By Anna von Reitz
This morning I got a British historical diatribe in my “inbox” together with a request that I make a reply. For example, the writer claims that Pope Innocent “annulled” The Magna Carta, quite ignoring the fact that Pope Innocent had no such power to annul the words and acts of the Norman kings of Britain who held the land by conquest and force of arms, and who enforced The Magna Carta with no blessing from Pope Innocent required, for a thousand years and beyond.
The same writer would probably also claim that The War of Independence never happened or had no effect, and that the British King still has a right to rule here — when in fact the British were very soundly beaten and the King himself fully admitted that our land and soil were ours and that we are free men in possession of our sovereignty and guaranteed our republican form of government.
No, indeed, there has never been a quibble from the British Government or the Government of Westminster claiming to own an iota of The United States or The United States of America ever since The War of 1812. What they do claim to own and control is their version of “the” United States (Trading Company) and their version of “the” United States of America (Trading Company).

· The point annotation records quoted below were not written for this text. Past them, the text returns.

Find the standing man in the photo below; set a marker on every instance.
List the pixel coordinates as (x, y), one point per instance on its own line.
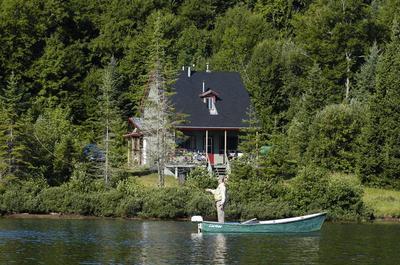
(220, 198)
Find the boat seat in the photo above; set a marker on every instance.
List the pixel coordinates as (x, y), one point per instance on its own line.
(249, 221)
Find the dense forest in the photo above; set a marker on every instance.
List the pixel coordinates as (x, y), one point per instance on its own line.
(323, 76)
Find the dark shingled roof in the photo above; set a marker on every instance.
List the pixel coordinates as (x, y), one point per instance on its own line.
(232, 104)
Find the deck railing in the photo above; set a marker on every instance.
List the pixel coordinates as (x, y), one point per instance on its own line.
(228, 165)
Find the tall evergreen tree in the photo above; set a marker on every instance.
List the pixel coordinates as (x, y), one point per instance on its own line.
(379, 160)
(365, 78)
(110, 121)
(158, 113)
(11, 130)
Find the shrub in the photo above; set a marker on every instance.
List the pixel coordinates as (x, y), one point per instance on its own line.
(199, 178)
(316, 189)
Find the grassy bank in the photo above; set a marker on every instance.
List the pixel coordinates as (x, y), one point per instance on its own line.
(383, 203)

And we won’t quibble about that, because they’ve made a terrible lot of bad business decisions —as is typical of their entire history — and both their now-incorporated businesses formerly doing business as “the” United States, Incorporated, and “the” United States of America, Incorporated, are bankrupt.
One of the key bits of historical knowledge that British pundits are either unaware of, or choose to ignore, is that the Treaty of Paris 1783, like a all things dubbed “Treaty of Paris” in any other year, is a sea treaty, having nothing to do with land or soil ownership, and only concerning the business affairs of a commercial company interest in “the” United States of America (Trading Company).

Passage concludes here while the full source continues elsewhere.